Christopher Lasch’in tespitiyle politika, “toplumsal değişim mücadelesi yerine kendini gerçekleştirme mücadelesine dönüşüp yozlaşıyor.” Fakat Lasch’in düşüncesinin aksine yıldızı yeni yeni parlayan “sağlıklı oluşa karşı gelişen hassasiyet”, “makul açıklama” ve “bilimsel iyileştirme yöntemleri”ni temel alan yaklaşım, din karşıtı bir olgu hâline gelmek yerine, zamanla kendisine ait günah çıkartma tekniklerine başvuran, toplumsal meseleleri sürekli kişisel meselelermiş gibi takdim eden bir anlayış hâlini aldı.
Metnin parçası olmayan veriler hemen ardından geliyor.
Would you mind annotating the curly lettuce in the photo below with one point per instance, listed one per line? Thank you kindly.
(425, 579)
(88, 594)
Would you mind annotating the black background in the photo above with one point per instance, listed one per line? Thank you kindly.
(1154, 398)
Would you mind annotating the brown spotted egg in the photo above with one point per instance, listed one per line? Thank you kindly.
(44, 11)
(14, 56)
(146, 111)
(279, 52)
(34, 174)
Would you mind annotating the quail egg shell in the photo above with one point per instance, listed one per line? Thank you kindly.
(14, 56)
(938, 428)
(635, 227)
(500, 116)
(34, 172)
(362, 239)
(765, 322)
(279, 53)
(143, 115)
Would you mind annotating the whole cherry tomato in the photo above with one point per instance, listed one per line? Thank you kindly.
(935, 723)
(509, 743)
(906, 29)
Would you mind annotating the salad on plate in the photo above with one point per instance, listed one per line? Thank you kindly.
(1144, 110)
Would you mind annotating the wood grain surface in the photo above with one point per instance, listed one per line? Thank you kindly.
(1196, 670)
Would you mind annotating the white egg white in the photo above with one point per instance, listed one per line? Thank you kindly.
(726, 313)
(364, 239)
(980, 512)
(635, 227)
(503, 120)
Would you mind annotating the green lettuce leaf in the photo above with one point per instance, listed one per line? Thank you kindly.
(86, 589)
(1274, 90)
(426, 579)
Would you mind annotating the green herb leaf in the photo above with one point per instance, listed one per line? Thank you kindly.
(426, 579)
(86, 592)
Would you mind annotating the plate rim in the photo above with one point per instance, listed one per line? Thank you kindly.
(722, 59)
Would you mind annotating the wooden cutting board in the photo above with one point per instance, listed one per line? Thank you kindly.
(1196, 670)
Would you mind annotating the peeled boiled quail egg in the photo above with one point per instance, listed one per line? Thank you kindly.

Tıpkı ruha odaklanan Hristiyanlık gibi bu benliği esas alan yeni politika da kendisine has bir günah çıkartma kültürü üretti. Bu kültürde içeride yaşanan muharebeler ve mücadeleler, dışarıdakilerle tartışılması, itiraf edilmesi ve paylaşılması gereken olgular olarak ele alınıyorlar. “Bilinçlenme”, “kendini inceleme” veya “kendini güçlendirme” en önemli teknikler hâline geldi. Bu eğilim, kişisel gelişim literatürü ve danışmanları eliyle iyice güçlendi. Bu kişisel gelişimciler ve danışmanlar, günah çıkartma ve itiraf üzerine kurulu kültürün günümüz politik pratiğinde öne çıkmasına katkıda bulundular.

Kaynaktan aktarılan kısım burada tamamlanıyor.